Q4. Is my design matrix (design2) appropriate for my main questions?

Q5. How to find out the number of gene clusters and extract them from the analysis (command in R).

Thank you all.

Hossein

Limma voom spline gene cluster Time course experiment • 1.0k views

ADD COMMENT • link updated 5.8 years ago by Gordon Smyth 50k • written 5.9 years ago by h.valipour.k • 0

score 1 · Answer 1 · 2018-06-14

As currently formulated, your questions have nothing to do with testing for differential expression, so it's hard to give any recommendations on whether you are using limma correctly. I will answer what seems to be your main question, which is "how do I cluster genes with similar expression profiles across samples?"

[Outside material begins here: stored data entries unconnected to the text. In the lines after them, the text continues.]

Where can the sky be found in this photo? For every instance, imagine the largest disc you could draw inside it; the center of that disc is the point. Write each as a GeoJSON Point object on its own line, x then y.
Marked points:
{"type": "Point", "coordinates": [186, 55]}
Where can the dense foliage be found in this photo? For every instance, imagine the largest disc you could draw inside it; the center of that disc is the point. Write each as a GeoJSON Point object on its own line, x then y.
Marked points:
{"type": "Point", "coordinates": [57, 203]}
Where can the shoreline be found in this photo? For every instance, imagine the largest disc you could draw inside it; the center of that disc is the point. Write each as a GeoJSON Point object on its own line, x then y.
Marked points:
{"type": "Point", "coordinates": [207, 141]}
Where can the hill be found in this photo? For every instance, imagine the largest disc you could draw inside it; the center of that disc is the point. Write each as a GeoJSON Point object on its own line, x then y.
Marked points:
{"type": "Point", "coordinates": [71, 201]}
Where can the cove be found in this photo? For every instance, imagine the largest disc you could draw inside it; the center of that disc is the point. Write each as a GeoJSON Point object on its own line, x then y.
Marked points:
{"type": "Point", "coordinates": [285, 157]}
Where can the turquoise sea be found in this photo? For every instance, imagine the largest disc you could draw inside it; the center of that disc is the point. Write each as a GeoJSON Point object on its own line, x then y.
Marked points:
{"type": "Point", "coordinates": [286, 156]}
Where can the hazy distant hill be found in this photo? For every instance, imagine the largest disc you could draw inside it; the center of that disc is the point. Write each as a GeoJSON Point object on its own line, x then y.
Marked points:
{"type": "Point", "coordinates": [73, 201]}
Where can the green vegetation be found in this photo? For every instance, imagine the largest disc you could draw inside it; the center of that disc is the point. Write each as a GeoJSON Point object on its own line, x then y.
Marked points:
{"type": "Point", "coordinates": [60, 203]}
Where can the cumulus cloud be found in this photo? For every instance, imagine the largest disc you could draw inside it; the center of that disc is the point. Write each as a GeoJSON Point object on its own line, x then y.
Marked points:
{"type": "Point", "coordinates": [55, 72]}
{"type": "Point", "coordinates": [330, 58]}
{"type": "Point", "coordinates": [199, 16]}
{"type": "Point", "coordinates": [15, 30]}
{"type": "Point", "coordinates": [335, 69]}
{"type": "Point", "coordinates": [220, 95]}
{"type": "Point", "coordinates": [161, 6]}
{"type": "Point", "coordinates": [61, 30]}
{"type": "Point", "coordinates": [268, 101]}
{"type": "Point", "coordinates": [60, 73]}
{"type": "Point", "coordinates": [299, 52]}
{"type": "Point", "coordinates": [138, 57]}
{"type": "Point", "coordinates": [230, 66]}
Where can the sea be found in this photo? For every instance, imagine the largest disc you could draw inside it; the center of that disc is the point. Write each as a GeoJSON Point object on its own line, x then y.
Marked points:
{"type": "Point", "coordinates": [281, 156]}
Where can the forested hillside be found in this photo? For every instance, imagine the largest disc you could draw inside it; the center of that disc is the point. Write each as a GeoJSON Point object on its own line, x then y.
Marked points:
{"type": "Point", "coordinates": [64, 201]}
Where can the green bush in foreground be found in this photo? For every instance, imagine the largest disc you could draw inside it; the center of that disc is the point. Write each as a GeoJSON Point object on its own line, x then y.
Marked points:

The quick and dirty method is to do something like this:

Use cpm to compute log-CPM values from the counts with a reasonably large prior.count.
Create a pasted factor that combines Species, Condition and Time.
Use sumTechReps to compute the combination-specific average for each gene.
Use hclust, kmeans, etc. to cluster the genes based on the average matrix.

If you want to get species- or condition-specific clusters, then you just subset your average matrix by your species or conditions of interest. I don't see the need to use splines here; the clustering algorithm doesn't care about the spline coefficients, all it needs is a measure of similarity or difference between points. Of course, this raises more general questions like "how many clusters?" and "are my clusters trustworthy?"; these issues are covered in other forums so I will not talk about them here.

If you want more statistical rigour, perhaps it would be better to reformulate your questions in terms of "what is the set of genes that exhibit a significant time response in Species A and Condition C?" Now, this is a question that can be answered with limma.